What's Going Wrong? It's hard to point to any factors behind the team's inability to score runs. Nothing jumps out a lot concerning luck. They haven't hit a lot of home runs, going deep on just 1.8% of plate appearances, fourth fewest in the league. It's not that their offensive numbers are good--they're eighth in batting average and on base percentage, eleventh in slugging percentage over the past 30 days--but those components don't add up to being twelfth in runs per game. There are a couple advanced metrics that suggest the Indians hitters haven't been particularly clutch, and I'm inclined to think that's been the case. This isn't an offensive juggernaut, but the team should score more runs than they have lately.

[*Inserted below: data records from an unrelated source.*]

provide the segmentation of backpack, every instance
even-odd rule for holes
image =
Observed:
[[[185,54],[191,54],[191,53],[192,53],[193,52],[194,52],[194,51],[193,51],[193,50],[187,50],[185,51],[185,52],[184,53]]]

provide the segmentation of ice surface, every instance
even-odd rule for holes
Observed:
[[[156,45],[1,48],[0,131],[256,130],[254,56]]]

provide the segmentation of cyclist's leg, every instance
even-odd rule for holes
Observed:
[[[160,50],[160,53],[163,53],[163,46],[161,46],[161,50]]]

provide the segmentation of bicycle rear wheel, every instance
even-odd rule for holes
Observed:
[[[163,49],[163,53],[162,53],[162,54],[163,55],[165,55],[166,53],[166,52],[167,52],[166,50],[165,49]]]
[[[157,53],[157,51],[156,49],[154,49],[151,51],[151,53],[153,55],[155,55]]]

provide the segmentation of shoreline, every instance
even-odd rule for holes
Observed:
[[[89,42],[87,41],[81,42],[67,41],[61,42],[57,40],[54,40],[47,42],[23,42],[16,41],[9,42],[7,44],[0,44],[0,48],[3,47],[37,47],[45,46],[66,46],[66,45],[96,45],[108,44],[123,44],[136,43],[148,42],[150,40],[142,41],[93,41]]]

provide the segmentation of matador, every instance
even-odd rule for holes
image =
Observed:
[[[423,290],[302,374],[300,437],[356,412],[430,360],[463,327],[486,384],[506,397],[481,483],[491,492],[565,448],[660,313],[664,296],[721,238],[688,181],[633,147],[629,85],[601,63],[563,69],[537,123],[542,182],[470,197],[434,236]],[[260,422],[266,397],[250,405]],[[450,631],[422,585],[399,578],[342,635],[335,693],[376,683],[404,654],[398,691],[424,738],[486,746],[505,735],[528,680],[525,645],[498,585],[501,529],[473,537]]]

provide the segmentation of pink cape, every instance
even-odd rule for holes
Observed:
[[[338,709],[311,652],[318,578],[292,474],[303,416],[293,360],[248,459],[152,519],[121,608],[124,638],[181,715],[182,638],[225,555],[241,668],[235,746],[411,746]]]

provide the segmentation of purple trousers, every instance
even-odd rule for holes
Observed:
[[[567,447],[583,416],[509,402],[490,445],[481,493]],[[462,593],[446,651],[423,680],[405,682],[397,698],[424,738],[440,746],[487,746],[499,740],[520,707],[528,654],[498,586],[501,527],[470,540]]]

Who's Hot? Jose Ramirez took over at shortstop from Asdrubal Cabrera after the Indians traded the pending free agent to the Nationals at the trade deadline. Over the past 30 days, Ramirez has led the team in batting (.315) and on base percentage (.358) and is second in slugging (.449). It's tempting to look at a 21-year-old rookie middle infielder putting up good offensive numbers and think, "fluke," but Ramirez hit .306 with a .355 on base percentage in 291 minor league games. Brantley's cooled down but still was among team leaders in most offensive categories over the past 30 days, and Santana's flashed power, leading the team with five homers and 19 RBI. He's also an on-base machine, drawing walks in 16% of plate appearances.
Over the past 30 days, Kluber has a 2.09 ERA--and that's only third best on the staff. Carlos Carrasco is 3-0 over five starts, 0.90 ERA, 34 strikeouts and four walks over 30 innings. Danny Salazar, who was so lost this year (5.53 ERA through May) that he was sent down to AAA until after the All-Star Break, is 2-1, 1.08 ERA, 24 baserunners and 23 strikeouts over 25 innings. Middle relievers Brian Shaw and Scott Atchison have combined for a 0.55 ERA in 33 innings spread over 32 appearances.
Who's Not? Second baseman Jason Kipnis has had a tough past 30 days, batting just .240 with only five extra base hits, all doubles. That's a .288 slugging percentage. DH Zach Walters, who came over in the Cabrera trade, leads the team with six homers but that's about all he's done: he has only seven other base hits, good for a .171 batting average and .232 on base percentage.
What's the Outlook? The Indians are a decent team with a promising young pitching staff. Atchison's the only hurler in his 30s. I have an affinity for small-market, low-payroll (their $83 million estimated payroll is fifth lowest in the league) clubs, and there is no announcer more animated than their radio play-by-play man, Tom Hamilton. The Indians appear to be too far back to make a run for the postseason this year, but it's good to see them still in contention.